Since this forum already has discussions on fastest ascents and max descent speeds, it's natural to ask what are people's fastest times on descents. I don't want to encourage folks to go out and break bones in order to break records, I'm just curious about how quickly people descend the local climbs. The only time I seem to record is my descent on King's. My best time is 9 minutes flat from Sklyine to Greer.


----------



## kneejerk (Feb 2, 2007)

I have never timed the decents. I am a down hill junkie of sorts. I started riding road bikes just to go down the hills. I have taimed myself over the years (realizing the risks!) but, I am not afraid to let her fly when the feeling is right. Although I find the speeds relatively slow compared to some motorcycle road racing I have done, it is difficult to beat that satisfying feeling of cornering close to the limit on a road bicycle.


----------



## scottyperkins (Jun 18, 2007)

I have an 18% hill on my morning commute, and I've hit just a whisker under 60mph.

I rode King's for the first time a few weeks ago and I was really impressed by the descending skills of a group that was up ahead of me. I'll have to go back and pull out my descent times from two of the other rides in the South Bay (Rt. 9 from Skyline and Mt. Hamilton Road). While I'm sure there are *many* better descenders on those routes I haven't been passed by any of 'em yet.


----------



## scottyperkins (Jun 18, 2007)

trainCatcher said:


> Since this forum already has discussions on fastest ascents and max descent speeds, it's natural to ask what are people's fastest times on descents. I don't want to encourage folks to go out and break bones in order to break records, I'm just curious about how quickly people descend the local climbs. The only time I seem to record is my descent on King's. My best time is 9 minutes flat from Sklyine to Greer.


I did 9:42 yesterday, my second time ever down that stretch. Looks like I'll have to try harder.


----------



## trainCatcher (Oct 19, 2005)

scottyperkins said:


> I did 9:42 yesterday, my second time ever down that stretch.

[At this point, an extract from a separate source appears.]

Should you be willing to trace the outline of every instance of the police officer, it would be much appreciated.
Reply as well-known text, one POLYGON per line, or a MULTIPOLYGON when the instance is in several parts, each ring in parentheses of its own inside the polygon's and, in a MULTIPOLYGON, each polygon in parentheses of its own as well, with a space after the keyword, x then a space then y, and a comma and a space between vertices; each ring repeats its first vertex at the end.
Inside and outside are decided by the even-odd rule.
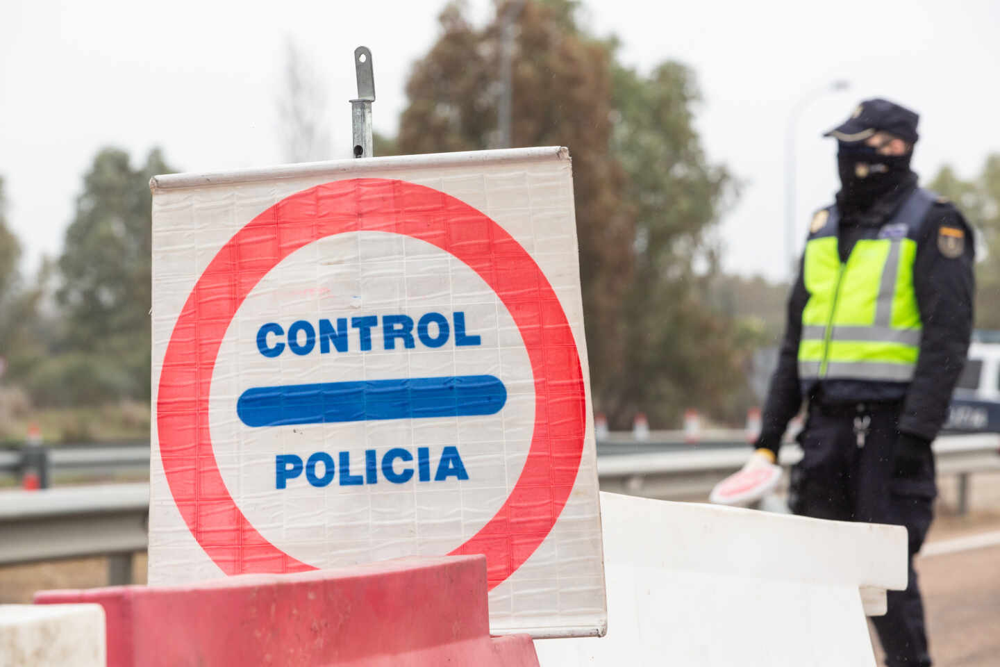
POLYGON ((974 290, 968 225, 910 170, 917 120, 871 99, 825 135, 837 140, 841 189, 812 219, 755 445, 773 463, 806 400, 792 510, 906 526, 909 585, 873 619, 890 667, 931 664, 913 557, 931 522, 930 443, 965 362, 974 290))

Looks like I'll have to try harder.


Don't try too hard!  There are a few hard corners on Kings that sneak up on you and I've heard of experienced bikers going off the road on those parts.

I love the technical downhills, but I usually forgot to stop timing myself at the bottom. I'm looking forward to going Page Mill now that it's repaved. Though PM is not as pure of a descent test, from a timing perspective, due to the rollers at the top. Though, I do enjoy going down 84 from Skyline (in any direction), even though it's more of a one dimensional descent.


----------



## kneejerk (Feb 2, 2007)

East Highway 9 in Saratoga/San Jose: did it today, clocked 12:20 from top to bottom (stop sign to town), I had use of a truck 2/3 the way for drafting which helped get my max speed up to 48.3mph (I usually don't see more than 45mph on this hill), it was cold and I had a loose wind breaker on, Cateye gave me an average speed of 32.9mph., 6.99 miles,

I timed myself on the way up too, but that was nothing special


----------